Néram Nimindé a 34 ans. Elle est allemande d’origine tchadienne et vit à Bogotà. Elle est drôle et ressemble à Rick James lorsqu’elle a les cheveux mouillés. Sur instagram, ils sont presque 14 000 à suivre ses aventures de maternité et son chemin pour devenir une « doula », une femme qui accompagne les futures mamans.  C’est que @thereal_Little BirdsMama s’intéresse aussi aux traditions et aux rituels qui entourent la grossesse, loin de nos sociétés très médicalisées. Si elle se passionne pour tout ce qui entoure la naissance, c’est surtout la femme que cette jeune maman de trois enfants désire protéger. Nous avons eu la chance de la rencontrer. Que des good vibes !

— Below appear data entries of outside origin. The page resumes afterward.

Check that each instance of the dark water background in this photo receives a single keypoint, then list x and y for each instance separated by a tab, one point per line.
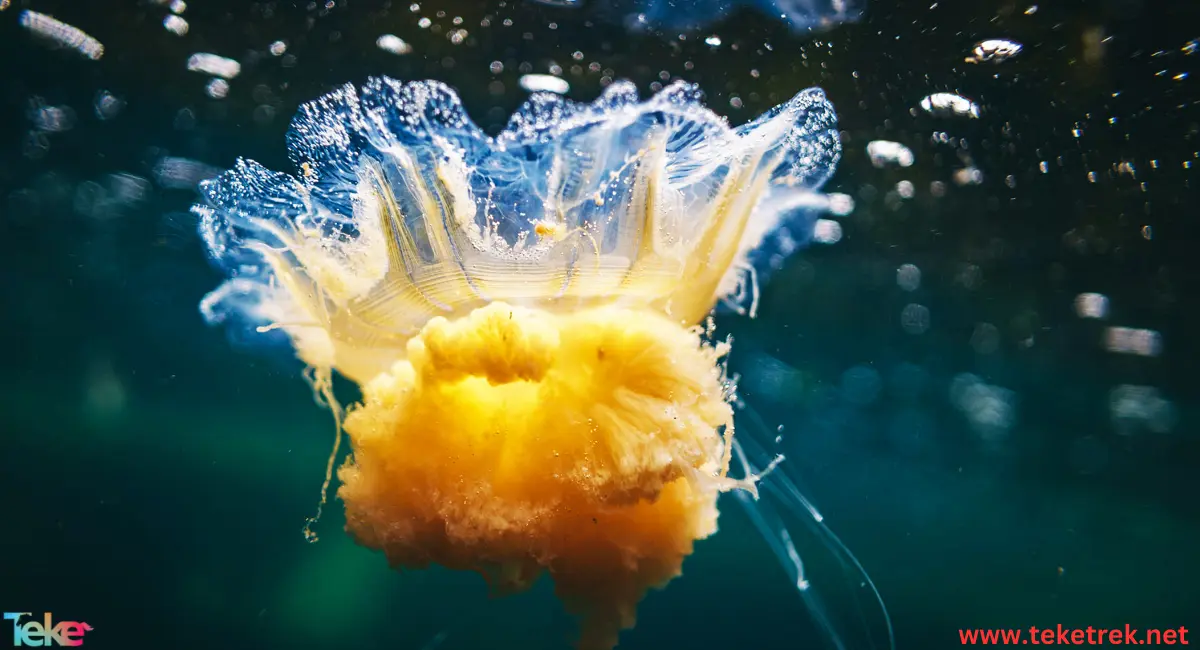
156	477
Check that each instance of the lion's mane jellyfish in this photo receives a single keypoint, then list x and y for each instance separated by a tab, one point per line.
525	317
676	16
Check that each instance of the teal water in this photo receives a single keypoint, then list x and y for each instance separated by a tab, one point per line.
157	477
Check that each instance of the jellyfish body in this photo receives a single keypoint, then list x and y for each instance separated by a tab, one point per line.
522	313
676	16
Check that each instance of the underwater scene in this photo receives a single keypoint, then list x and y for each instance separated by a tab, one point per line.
597	324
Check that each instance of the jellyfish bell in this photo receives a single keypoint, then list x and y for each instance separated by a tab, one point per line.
523	314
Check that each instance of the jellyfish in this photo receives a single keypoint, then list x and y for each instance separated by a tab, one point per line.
676	16
527	317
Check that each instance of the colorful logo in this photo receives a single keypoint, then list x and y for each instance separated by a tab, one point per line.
46	633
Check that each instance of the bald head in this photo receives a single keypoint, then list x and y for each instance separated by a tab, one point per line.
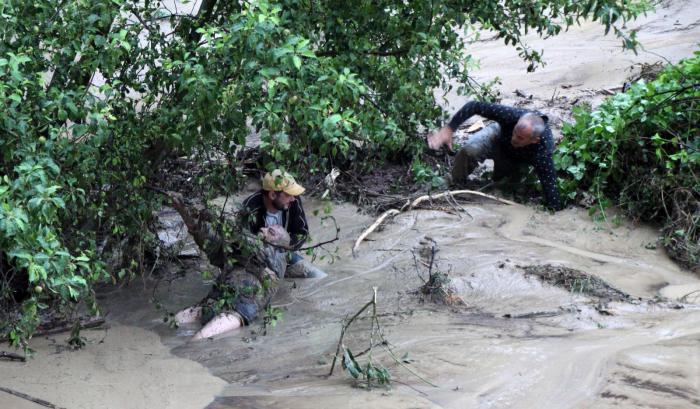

Ce qui t’a poussé dans cette voie ?    

Petite déjà, j’étais attirée par les nouveaux nés, j’aimais les garder. Plus grande, je savais au fond de moi que je voulais faire un métier qui touche à « la vie ». Je rêvais d’être sage-femme. J’apprendrai bien plus tard que dans ma famille tchadienne, deux de mes tantes exerçaient ce métier, dont une qui était « doula ». Puis, j’ai abandonné cette idée qui ne me semblait pas réaliste à l’époque : je me suis donc inscrite dans une école de communication ! Rien à voir ! (rires…) Même si j’ai adoré travaillé dans ce secteur. Dix ans plus tard, je suis revenue à mon idée initiale.

Que s’est-il passé ?

Je vivais à Amsterdam et j’attendais mon deuxième enfant. J’avais un blog, Little Bird’s Mama (que j’ai toujours d’ailleurs) autour de la maternité et du voyage. Je travaillais sur une box post-partum pour les mamans ; je trouvais qu’il y avait beaucoup de choses pour les bébés mais très peu pour les jeunes mères qui ont souvent des accouchements difficiles voire traumatiques. J’en parlais en connaissance de cause puisque cela avait été mon cas. Mon premier accouchement avait duré 48 h, personne ne m’avait guidé, j’ai eu une lourde épisiotomie pour être au final séparée de mon enfant à la naissance…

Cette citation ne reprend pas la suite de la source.